Cross-session user memory. If your users expect the assistant to remember things about them across sessions, pick between two patterns. Opaque-vector (ChatGPT-style) if your users are consumer-shaped and will not curate; markdown-file (Claude-style) if your users are developer-shaped and want to see and edit what is remembered. If you are building against a vendor API, use the vendor’s feature. If you are building against a local model, a markdown-file pattern is easier to debug and cheaper to run than a vector store.
Bounded reference corpus. If the memory is a fixed document or set of documents (a legal contract, a product manual, a user’s project), use long context with explicit caching when the provider supports it. For providers without caching, chunk and retrieve. Do not build a custom “memory system” for this; it is RAG over a document, not memory.
Autonomous agent with long-running state. Use the scratchpad pattern (MemGPT / Letta / A-MEM / Mem0). Automatic user-memory features do not fit here because you want the model to be deliberate about what it remembers, and you want the memory schema to be inspectable for debugging.
Mixed. Most real production systems are mixed. That is fine. The rule is that each memory source has a named layer, a named owner, and a named injection point in the prompt. If you cannot sketch that on a napkin, you have not designed the memory system yet; you have accumulated one.
Run the paper task through this heuristic once, as practice. One session reading one paper: layer 2, resubmit. Multiple sessions on the same paper over a week, where you want the assistant to remember which sections you flagged: long context plus caching beats a custom memory system. An agent reading fifty papers for a literature review and comparing methodologies across them: the scratchpad pattern earns its keep. Same verb (“summarize the paper”), three different memory architectures, picked by cardinality and access shape.

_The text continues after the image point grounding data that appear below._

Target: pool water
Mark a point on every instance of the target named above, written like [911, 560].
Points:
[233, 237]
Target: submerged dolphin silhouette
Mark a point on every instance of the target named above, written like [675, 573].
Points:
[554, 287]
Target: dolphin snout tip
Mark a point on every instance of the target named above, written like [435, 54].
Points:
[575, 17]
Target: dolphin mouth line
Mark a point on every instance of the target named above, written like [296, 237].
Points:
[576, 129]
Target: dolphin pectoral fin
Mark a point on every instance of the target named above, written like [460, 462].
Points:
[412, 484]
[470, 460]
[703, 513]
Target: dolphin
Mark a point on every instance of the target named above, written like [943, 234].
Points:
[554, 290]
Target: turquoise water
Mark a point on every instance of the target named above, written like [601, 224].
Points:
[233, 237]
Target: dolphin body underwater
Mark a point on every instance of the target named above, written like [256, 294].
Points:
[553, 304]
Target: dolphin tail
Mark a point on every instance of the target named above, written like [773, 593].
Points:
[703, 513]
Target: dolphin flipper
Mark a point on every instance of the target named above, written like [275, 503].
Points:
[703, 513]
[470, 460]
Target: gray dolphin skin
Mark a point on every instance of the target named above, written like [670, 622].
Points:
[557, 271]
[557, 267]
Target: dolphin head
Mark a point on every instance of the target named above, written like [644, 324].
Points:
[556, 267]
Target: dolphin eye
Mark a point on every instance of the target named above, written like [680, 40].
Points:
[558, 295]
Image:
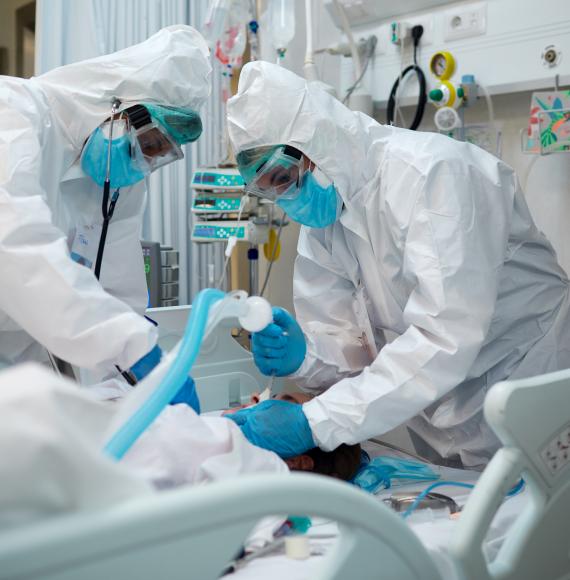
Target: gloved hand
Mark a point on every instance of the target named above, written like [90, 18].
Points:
[187, 394]
[279, 349]
[278, 426]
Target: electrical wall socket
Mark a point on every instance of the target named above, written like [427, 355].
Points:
[466, 20]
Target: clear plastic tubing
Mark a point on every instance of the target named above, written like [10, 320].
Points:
[175, 377]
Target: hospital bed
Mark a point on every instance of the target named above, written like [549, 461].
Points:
[193, 533]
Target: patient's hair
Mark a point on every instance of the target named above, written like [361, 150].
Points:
[342, 463]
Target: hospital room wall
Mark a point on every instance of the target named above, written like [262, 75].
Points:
[547, 187]
[8, 30]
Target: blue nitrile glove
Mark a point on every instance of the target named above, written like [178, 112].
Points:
[280, 348]
[187, 394]
[279, 426]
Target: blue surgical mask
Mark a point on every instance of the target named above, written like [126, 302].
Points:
[316, 205]
[124, 169]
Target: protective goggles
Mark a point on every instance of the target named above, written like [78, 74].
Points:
[152, 146]
[272, 172]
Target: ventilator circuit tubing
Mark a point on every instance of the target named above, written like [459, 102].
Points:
[517, 488]
[175, 377]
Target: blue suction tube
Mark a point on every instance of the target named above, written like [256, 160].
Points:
[172, 382]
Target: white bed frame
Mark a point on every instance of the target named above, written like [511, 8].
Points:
[193, 533]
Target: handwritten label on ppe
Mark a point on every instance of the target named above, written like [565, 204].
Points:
[85, 245]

14.8 Why this chapter closes Part III
Part III has walked the operator’s augmentation stack: retrieval in Chapter 10, chunking in Chapter 11, tool use and MCP in Chapter 12, orchestration in Chapter 13, and now memory. The chapters cover different surfaces of the same underlying pattern. The model is a stateless function. Everything useful we do on top of it is a way of deciding which tokens land in the next forward pass. Retrieval chooses which documents. Chunking chooses how documents are sliced. Tool use extends the context with function outputs. Orchestration decides when and how to call the model at all. Memory decides which pieces of the user’s history come back on a later call.

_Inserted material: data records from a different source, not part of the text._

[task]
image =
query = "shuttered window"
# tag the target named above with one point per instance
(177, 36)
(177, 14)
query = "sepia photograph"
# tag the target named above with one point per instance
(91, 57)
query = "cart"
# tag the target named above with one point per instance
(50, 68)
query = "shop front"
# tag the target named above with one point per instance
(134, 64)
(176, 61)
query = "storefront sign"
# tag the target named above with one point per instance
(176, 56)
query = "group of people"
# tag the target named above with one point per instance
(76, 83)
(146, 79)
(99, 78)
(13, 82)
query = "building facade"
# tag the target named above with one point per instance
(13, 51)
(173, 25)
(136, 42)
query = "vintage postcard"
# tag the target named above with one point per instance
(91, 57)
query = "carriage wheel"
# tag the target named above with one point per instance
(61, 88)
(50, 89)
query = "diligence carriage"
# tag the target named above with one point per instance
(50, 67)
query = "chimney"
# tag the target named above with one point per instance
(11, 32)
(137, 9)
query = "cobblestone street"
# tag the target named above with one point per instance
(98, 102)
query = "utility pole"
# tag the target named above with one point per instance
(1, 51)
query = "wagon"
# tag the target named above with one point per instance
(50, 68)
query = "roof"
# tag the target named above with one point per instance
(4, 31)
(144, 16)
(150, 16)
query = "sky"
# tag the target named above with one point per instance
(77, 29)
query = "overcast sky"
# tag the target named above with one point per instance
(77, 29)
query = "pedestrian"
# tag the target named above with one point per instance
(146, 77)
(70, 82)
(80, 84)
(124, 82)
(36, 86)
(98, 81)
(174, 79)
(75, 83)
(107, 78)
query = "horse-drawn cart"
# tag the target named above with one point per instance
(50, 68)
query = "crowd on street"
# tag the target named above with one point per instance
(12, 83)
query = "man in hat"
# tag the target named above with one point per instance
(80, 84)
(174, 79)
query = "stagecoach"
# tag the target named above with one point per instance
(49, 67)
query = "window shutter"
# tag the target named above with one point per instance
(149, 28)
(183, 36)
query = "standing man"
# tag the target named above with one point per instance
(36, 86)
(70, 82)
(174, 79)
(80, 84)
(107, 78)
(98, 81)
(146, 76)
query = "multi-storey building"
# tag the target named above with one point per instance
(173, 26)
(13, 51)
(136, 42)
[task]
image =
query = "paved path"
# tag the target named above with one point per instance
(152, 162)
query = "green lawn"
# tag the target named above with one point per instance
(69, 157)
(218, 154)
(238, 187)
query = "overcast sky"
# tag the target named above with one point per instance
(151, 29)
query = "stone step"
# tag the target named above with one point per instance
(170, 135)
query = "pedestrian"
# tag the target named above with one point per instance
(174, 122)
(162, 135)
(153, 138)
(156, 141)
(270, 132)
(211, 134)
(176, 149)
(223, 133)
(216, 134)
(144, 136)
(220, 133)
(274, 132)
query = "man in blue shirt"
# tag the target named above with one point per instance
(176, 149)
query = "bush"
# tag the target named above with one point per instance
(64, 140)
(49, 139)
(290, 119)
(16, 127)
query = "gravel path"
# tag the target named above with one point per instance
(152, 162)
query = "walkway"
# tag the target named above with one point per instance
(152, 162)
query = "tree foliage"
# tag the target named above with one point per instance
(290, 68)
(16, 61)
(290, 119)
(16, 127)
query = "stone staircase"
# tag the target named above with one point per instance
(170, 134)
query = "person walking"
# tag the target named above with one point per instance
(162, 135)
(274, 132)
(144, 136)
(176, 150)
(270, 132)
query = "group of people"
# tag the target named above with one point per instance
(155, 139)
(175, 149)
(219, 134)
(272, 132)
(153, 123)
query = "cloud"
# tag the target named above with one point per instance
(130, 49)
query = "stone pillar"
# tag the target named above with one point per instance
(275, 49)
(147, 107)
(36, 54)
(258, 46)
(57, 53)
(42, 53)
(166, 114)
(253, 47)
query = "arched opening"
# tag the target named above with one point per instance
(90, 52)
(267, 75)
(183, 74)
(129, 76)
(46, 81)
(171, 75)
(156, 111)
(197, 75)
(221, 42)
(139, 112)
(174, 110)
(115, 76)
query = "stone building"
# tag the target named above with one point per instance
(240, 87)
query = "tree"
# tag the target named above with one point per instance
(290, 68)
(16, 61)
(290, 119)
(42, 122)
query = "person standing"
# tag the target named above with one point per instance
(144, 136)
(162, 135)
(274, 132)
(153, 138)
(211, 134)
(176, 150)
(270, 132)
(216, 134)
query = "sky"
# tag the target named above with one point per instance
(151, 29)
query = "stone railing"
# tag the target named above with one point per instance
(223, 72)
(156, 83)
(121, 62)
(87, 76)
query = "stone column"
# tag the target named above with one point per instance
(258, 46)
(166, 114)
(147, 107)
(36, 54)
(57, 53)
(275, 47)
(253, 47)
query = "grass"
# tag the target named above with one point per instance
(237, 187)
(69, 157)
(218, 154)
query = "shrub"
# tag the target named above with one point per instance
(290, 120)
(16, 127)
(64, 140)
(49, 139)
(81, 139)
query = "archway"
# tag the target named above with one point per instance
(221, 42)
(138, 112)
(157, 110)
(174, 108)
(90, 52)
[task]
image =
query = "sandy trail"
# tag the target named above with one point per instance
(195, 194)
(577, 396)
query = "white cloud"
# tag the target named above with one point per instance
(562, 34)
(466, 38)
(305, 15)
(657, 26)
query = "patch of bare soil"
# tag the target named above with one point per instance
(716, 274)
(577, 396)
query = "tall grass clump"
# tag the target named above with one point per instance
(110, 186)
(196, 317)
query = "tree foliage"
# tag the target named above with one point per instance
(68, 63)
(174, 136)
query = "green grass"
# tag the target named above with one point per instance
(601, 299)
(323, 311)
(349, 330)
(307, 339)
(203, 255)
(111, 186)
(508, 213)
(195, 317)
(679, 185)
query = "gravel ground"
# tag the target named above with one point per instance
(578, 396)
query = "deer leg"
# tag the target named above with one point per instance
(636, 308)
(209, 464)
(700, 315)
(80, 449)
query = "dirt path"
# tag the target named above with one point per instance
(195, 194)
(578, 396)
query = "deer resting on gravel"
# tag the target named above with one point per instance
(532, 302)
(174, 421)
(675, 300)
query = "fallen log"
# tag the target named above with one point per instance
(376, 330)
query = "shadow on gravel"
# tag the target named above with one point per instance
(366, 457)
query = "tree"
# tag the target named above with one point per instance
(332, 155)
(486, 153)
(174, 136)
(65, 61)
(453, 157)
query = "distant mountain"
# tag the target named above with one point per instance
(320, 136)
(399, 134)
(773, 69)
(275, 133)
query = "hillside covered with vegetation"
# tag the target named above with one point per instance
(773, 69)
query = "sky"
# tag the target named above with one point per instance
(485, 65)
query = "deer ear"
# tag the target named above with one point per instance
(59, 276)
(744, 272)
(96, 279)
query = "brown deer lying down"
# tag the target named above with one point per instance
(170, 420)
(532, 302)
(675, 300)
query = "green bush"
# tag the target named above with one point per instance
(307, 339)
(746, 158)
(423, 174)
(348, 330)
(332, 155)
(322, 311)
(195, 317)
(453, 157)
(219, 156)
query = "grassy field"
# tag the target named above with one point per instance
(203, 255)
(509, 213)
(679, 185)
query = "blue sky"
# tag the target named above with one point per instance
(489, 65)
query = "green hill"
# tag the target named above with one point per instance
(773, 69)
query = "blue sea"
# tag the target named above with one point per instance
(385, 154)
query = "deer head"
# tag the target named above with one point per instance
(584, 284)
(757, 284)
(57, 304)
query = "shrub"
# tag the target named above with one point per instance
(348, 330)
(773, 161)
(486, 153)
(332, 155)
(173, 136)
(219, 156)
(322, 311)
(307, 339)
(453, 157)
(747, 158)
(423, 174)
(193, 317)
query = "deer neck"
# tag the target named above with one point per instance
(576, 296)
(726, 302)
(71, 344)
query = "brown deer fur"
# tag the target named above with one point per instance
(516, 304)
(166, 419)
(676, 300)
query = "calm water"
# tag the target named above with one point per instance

Seen this way, memory is not a separate problem from retrieval, tool use, and orchestration. It is the same family of operation applied to a different substance: the user’s own past. ChatGPT memory is a retrieval pipeline over a user-specific store. Claude memory is a file-reading tool the model invokes at session start. Gemini caching is a serving-system optimization dressed as a product. Scratchpad memory is tool use with a conventional schema. MCP memory is tool use over a standardized transport. In every case the mechanism underneath is one of the four we have already built. Different substances, one family of operation.
That is the payoff for walking Part III in this order. By the time you reach memory, you have all the parts. The job here was to make visible that memory in the 2026 product landscape is not a new thing. It is a specific arrangement of existing things, and the vendor divergence reflects different bets about how to arrange them.